Doppler ultrasound waveforms: UA, MCA, DV

Managing Growth Curves - Action Stations

  • FGR Confirmed (EFW/AC < 10th %ile):
    • Goal: Optimize outcome, timely delivery.
    • Serial growth scans (2-3 wks).
    • Doppler surveillance (UA, MCA, CPR, DV) frequency varies.
    • Antenatal corticosteroids (ACS) if delivery < 34 wks.
    • MgSO₄ for neuroprotection if delivery < 32 wks.
  • Delivery Timing:
    • Late FGR (>32 wks, normal Dopplers): Aim 37-38 wks.
    • Early FGR / abnormal Dopplers: Individualize.

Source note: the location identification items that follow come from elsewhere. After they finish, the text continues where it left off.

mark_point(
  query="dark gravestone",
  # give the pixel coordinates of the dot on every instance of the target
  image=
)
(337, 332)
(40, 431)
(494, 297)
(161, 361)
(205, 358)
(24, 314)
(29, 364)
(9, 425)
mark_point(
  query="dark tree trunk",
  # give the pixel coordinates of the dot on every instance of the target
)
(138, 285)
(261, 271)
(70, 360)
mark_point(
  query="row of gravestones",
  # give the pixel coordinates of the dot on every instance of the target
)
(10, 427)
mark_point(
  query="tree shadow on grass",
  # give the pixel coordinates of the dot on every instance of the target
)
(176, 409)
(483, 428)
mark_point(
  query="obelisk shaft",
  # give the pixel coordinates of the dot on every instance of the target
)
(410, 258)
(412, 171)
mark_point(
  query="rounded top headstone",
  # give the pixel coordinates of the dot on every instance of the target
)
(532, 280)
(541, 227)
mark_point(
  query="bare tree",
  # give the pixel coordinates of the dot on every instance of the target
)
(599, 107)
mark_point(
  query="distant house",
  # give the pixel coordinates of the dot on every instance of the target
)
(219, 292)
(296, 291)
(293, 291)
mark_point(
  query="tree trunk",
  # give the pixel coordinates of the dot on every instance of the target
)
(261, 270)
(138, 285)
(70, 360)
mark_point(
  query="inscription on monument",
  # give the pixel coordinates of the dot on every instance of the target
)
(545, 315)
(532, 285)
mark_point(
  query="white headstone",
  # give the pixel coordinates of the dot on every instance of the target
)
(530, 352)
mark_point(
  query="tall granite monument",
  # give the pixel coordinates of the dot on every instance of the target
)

⭐ Key indications for delivery in early FGR: Reversed End-Diastolic Flow (REDF) in Umbilical Artery (UA), or abnormal Ductus Venosus (DV) flow. Delivery often considered from 26-28 weeks if DV abnormal, or 30-32 weeks for UA REDF.

High‑Yield Points - ⚡ Biggest Takeaways

  • SFH correlates with GA (20-24 to 34-36 weeks); discrepancies warrant USG.
  • USG is gold standard for biometry (BPD, HC, AC, FL) and EFW.
  • AC is most sensitive for FGR & macrosomia detection.
  • EFW uses Hadlock's formula (BPD, HC, AC, FL).
  • UA Doppler is key for FGR management, indicating placental insufficiency.
  • Oligohydramnios (AFI < 5 cm) is often linked with FGR.
  • SGA is EFW < 10th percentile; FGR implies pathological growth restriction.